Don’t take this as a review of Citizen Sleeper, the new(-ish) sci-fi role-playing game from developer Jump Over The Age; as I send this to my editors, I’ve only spent about two hours with the game, total, nowhere near what I’d need to pass any real judgment on it. During that brief period, I awoke from the aftermath of a daring corporate prison break, got briefly tortured by some jumped-up space-age mall cops, got accosted by a hunter-killer AI with tentacles for a head and digital murder on its mind, and then found out that my shitty, corps-designed artificial body had been programmed with deliberate “planned obsolescence” by my former owners, leaving me with only a handful of days to live.
It was an eventful 120 minutes, to say the least.
And while that meager slice of the game’s intended experience leaves me without the wherewithal to formally review Citizen Sleeper—which has been sitting in my backlog for a few weeks now, to my own discredit—it does give me license to talk about the element of the game that has been dominating my thinking ever since my first, brief brush with it. I.e., those dice!
This isn’t to give short shrift to any of the other things that are great about Citizen Sleeper, mind you; I’m a sucker for any sci-fi world where the tools for maintaining a capitalistic hellscape have evolved right alongside (or patently outstripped) more benign advancements, and the game’s characters all seem richly written and intriguing. It’s just that it’s the dice my thoughts return to. Those bastard, beautiful dice.
See, anything serious you do in Citizen Sleeper is going to involve spending those dice, which you roll at the start of every day, keeping in reserve until you need to salvage a spaceship for easy cash, or maybe try to pilfer some space station plans to give yourself a better lay of the land. If you roll a bunch of 6’s, you’re going to have a good day—since dropping a 6 into a task’s dice holder ensures that whatever you do is going to produce a positive outcome. (At least, as long as you’re not doing something that’s super far outside your character’s skillset, which will knock that perfect 6 down to a merely very good 5.)
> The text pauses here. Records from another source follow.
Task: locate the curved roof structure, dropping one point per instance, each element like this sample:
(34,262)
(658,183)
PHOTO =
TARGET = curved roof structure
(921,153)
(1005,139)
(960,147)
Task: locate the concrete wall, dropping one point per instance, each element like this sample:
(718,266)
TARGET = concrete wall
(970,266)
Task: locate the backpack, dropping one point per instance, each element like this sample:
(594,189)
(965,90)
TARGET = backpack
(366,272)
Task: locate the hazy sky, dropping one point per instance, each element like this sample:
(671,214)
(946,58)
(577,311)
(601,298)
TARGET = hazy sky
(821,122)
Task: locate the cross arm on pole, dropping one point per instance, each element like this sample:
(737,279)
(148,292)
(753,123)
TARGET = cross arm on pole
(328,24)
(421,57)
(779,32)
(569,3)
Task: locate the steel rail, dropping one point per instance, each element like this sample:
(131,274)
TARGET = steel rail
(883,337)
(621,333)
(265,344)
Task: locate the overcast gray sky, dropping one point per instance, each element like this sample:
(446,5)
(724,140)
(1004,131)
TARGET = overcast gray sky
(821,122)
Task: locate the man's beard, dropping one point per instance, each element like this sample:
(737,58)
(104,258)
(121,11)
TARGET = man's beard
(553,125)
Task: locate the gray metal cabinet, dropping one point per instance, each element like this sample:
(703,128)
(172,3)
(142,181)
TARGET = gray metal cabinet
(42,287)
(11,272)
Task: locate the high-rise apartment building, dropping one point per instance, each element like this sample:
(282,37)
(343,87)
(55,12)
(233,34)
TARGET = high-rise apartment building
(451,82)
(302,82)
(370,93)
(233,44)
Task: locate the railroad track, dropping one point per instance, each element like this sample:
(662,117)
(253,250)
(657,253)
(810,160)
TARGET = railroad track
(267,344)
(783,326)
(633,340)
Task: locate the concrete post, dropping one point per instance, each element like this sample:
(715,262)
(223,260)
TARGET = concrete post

It’s much more likely, though, that you’re going to get a mix of low and high numbers when you wake up in the morning, which means you’re going to need to think very carefully about where you’re going to spend them. A 3 or a 4 gives you chances of a good, bad, or neutral outcome (weighted toward the neutral), which means you can probably toss it at that “Risky”-rated salvage job and come out with your artificial limbs intact. But a 1 means you’re never going to do better than “fine”—and are just as likely to get an outright bad result that hurts you or loses you money, pushing you closer to the edge of starvation in the game’s unforgiving world. And since you can’t end the day without spending all your dice, you’ll need to find something you’re okay with sucking at before you can hit the space-hay.
It’s those mandatory screw-ups that give Citizen Sleeper the authentic tabletop RPG feeling I adore, evoking memories of awful rolls I’ve had while playing games like Dungeon World that made something bad happen—which was also, inevitably, something interesting. That’s why we roll dice, after all: To acknowledge that, for all the preparation and planning and character building, blah blah blah, that we do as gamers, sometimes we do something and it just … doesn’t go great. Goes bad, in fact. Goes “Oh shit, I just got caught lifting these plans and now this rent-a-cop is threatening to crack my skull open” bad.
“Failing forward,” the tabletop principle that says failures are just as interesting and rewarding as successes, is one of those ideas that is very hard to import to video games, where players have both an enormous ability, and an enormous incentive, to make their lives go smoothly. Even a masterpiece like ZA/UM’s Disco Elysium—which Citizen Sleeper is clearly influenced by, and which ably uses its dice-based skill system to replicate your bumbling detective’s various inevitable fuck-ups—sometimes falls prey to players’ urges to game their skills to get the best possible outcome. (DE players: Yes, I reloaded my save when the tribunal went south for me; yes, I’d do it again.) But by making figuring out what to do with those crappy dice rolls a natural part of the gameplay, Citizen Sleeper embraces the idea that sometimes you’re just going to screw up. You’re going to have crappy days, where all you do is break stuff. You’re going to fail.
It’s a nasty feeling. A claustrophobic feeling. A grim feeling. And it’s also why the game has lodged in my head ever since I first picked it up, when so many other games have slipped right through the cracks.